Em questão está um novo projeto de gasoduto, que a Alemanha suspendeu na terça-feira em retaliação à decisão da Rússia de reconhecer duas regiões separatistas no leste da Ucrânia, pouco antes de invadir e levar a Europa à beira de uma grande guerra.
Mecklenburg-Vorpommern é o local de aterrissagem da linha Nord Stream 2, que contorna a antiga República Soviética. Os Estados Unidos argumentaram por muito tempo que a linha enfraqueceria a Ucrânia; A Alemanha e a Rússia insistiram que o projeto era puramente comercial. No entanto, em 2019 Washington estabeleceu sanções a algumas empresas e indivíduos que estavam ajudando a construí-la, manter a linha é uma ferramenta para a Rússia apoiar a agressão contra a Ucrânia.
Em janeiro passado, a premiê regional, Manuela Schwesig, tomou medidas para apoiar o projeto russo. Por iniciativa dela, o parlamento estadual votou pela criação de uma fundação especial cujo estatuto dizia que poderia adquirir, administrar, possuir, fornecer ou arrendar terrenos, ferramentas e máquinas para ajudar na conclusão do oleoduto.
https://graphics.reuters.com/RUSSIA-UKRAINE/zgvomzwaxvd/graphic.jpg
“Acreditamos que é certo construir o oleoduto”, disse Schwesig a repórteres em janeiro de 2021. Defendendo o oleoduto no parlamento estadual em janeiro passado, Schwesig disse que as sanções dos EUA eram de interesse próprio. “Ninguém que está trabalhando na construção do oleoduto está fazendo algo errado”, disse ela. “Aqueles que estão fazendo algo errado são aqueles que estão tentando parar o oleoduto.”

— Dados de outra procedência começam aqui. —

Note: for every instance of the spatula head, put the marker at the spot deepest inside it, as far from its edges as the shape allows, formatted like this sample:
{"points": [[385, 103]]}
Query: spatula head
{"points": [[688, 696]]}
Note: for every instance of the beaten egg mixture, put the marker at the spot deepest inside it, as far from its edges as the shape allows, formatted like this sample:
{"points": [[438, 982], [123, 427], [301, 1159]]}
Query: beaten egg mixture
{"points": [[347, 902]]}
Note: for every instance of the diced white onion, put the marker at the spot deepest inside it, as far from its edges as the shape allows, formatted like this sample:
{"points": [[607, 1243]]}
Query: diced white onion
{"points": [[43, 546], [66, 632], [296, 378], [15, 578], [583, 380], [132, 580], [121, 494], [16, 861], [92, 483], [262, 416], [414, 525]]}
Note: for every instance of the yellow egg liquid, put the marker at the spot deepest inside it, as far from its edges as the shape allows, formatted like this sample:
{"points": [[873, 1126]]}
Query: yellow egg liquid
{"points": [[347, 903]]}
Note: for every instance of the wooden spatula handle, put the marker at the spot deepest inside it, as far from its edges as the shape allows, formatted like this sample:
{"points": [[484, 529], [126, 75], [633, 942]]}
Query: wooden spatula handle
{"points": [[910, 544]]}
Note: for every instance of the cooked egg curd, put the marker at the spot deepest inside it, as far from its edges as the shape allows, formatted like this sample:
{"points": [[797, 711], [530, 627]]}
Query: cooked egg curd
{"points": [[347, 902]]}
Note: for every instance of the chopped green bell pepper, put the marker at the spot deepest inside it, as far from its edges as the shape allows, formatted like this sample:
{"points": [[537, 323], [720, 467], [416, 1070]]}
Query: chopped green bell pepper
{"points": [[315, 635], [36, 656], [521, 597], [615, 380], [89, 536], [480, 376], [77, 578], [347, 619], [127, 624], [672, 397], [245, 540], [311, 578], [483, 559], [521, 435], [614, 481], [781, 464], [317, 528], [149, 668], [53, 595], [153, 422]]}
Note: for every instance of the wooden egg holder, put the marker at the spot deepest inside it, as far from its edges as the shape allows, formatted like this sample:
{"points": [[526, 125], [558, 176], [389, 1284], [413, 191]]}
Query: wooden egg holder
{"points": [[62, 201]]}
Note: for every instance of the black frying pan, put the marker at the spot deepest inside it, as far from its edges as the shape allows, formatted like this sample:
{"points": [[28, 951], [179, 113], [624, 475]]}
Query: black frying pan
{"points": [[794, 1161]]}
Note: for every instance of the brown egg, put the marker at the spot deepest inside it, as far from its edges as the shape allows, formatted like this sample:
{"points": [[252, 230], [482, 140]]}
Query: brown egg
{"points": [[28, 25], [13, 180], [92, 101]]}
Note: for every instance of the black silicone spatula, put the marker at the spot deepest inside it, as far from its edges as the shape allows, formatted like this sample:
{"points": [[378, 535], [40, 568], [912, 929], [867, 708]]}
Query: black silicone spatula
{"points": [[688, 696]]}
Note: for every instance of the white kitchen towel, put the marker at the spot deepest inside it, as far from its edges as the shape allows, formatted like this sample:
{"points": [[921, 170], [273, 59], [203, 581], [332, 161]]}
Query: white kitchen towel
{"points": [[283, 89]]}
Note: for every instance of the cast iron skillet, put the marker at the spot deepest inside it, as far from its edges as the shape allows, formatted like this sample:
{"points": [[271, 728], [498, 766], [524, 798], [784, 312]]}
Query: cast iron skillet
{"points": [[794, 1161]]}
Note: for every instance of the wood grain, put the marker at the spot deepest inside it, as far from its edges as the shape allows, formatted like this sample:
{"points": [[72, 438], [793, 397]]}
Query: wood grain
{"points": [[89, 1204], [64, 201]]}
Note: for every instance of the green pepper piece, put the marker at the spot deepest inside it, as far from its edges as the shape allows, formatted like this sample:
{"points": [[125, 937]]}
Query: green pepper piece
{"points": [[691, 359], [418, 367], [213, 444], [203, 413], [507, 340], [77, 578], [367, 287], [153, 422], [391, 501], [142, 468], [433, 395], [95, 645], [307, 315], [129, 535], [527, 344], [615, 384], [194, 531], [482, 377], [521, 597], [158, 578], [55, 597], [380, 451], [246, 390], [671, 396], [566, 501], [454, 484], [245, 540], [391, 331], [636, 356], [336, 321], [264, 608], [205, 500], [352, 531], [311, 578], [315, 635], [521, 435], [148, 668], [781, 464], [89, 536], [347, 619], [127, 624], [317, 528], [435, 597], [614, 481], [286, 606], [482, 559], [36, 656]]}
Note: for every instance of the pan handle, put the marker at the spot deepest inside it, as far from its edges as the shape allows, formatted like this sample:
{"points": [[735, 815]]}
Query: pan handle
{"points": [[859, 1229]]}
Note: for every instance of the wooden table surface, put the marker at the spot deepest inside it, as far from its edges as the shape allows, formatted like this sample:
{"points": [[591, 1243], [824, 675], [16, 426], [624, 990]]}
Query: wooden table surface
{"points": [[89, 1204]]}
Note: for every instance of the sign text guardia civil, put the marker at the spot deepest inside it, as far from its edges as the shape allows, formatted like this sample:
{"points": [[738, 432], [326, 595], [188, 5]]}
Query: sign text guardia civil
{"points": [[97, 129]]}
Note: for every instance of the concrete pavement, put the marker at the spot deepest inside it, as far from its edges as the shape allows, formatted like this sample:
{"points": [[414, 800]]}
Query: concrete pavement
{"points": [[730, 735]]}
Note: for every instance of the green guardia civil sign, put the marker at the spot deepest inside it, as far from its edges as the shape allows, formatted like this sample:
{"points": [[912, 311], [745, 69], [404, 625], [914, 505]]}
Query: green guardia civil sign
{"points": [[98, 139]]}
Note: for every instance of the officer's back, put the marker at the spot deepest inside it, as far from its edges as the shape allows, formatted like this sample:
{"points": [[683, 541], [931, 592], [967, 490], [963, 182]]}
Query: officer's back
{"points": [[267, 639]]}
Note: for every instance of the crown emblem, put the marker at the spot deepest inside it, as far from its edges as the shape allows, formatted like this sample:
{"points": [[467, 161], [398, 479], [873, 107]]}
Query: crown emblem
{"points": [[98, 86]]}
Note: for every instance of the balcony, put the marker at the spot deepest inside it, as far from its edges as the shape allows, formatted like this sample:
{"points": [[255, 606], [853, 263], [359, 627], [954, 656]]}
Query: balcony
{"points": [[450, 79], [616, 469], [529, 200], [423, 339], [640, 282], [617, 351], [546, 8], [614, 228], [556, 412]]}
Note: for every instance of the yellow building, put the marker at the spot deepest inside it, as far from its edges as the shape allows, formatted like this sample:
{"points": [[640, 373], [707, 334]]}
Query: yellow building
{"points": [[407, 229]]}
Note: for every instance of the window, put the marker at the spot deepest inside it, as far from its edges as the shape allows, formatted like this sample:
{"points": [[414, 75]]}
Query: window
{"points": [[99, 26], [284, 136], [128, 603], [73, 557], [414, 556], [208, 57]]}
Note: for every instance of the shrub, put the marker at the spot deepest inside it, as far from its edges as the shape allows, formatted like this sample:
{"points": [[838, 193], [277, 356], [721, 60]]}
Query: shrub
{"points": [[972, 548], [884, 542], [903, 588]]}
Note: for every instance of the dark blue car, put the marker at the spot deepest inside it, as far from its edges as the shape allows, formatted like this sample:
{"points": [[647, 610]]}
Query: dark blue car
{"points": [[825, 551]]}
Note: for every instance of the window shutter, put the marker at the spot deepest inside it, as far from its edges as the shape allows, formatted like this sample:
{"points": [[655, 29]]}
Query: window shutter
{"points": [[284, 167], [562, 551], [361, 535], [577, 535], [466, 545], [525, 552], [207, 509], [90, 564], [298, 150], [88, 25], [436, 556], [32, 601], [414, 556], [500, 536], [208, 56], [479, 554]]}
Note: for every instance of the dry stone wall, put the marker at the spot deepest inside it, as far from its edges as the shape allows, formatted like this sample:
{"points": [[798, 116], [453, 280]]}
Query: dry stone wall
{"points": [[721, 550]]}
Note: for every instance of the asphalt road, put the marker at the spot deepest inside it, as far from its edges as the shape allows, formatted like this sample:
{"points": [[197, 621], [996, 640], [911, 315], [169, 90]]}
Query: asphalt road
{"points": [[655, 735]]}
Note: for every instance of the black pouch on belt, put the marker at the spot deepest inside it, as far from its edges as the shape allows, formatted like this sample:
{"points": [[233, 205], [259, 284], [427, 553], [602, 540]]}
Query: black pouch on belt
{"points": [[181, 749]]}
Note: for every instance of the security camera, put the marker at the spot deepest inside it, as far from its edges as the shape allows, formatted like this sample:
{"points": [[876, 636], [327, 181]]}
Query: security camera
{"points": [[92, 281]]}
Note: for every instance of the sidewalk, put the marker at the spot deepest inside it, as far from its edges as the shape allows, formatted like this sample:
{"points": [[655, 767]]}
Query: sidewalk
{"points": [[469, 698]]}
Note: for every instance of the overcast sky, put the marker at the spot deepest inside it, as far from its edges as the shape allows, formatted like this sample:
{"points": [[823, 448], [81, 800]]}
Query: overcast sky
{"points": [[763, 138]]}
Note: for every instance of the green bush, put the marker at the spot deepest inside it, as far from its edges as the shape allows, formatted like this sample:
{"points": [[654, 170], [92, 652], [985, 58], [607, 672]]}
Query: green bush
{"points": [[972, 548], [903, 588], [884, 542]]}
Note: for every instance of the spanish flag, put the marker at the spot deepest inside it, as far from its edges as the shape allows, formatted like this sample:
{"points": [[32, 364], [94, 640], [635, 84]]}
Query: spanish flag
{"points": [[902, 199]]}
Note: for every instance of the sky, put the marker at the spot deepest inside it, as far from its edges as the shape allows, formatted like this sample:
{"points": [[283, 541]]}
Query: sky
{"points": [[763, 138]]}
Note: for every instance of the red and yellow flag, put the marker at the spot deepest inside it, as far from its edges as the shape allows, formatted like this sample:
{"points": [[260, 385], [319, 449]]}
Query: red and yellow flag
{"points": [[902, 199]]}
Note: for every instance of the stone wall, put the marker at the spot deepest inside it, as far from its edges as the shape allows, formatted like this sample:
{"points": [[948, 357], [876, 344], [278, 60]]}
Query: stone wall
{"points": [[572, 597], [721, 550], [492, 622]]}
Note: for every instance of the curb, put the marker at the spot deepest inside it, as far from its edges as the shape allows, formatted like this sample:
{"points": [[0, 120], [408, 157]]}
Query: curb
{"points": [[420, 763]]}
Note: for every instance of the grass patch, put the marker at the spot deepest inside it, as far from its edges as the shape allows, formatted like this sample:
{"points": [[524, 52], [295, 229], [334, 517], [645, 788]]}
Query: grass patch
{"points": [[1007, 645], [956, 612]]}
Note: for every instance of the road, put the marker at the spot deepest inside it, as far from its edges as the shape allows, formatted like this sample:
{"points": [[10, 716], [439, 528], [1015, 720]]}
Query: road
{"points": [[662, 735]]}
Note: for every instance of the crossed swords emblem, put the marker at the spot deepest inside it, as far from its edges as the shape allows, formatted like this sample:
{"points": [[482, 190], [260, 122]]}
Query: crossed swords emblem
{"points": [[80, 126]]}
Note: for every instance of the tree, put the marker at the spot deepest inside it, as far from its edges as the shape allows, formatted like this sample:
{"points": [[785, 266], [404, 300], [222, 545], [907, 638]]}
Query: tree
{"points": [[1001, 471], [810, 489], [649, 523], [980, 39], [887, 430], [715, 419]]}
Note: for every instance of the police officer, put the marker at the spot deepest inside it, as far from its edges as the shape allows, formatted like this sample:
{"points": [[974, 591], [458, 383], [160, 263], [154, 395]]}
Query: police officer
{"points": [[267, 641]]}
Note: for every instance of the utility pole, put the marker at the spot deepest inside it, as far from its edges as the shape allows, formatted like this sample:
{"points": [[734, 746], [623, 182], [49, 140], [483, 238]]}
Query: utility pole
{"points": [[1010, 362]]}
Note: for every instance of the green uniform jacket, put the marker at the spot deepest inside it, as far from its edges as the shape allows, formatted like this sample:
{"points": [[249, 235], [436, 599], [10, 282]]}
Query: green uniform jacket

O Nord Stream 2 dobraria a quantidade de gás que a Rússia pode bombear diretamente para a Alemanha, seu maior cliente de gás, tornaria a Alemanha e a Europa menos vulneráveis a interrupções de fornecimento causadas por disputas entre Rússia e Ucrânia e traria benefícios econômicos para Mecklenburg-Vorpommern, uma região relativamente região carente que costumava ser na República Democrática Alemã.
Mas este ano, quando a Rússia aumentou a pressão sobre a Ucrânia, surgiram perguntas em torno da Fundação, chamada Klima-und Umweltschutz MV (Fundação de Proteção ao Clima e Meio Ambiente). Ele não revelou quem estava executando sua operação de repressão às sanções, além de dizer que a pessoa foi nomeada pela Nord Stream 2 AG, uma empresa de propriedade da Gazprom PAO, que é totalmente controlada pelo Estado russo.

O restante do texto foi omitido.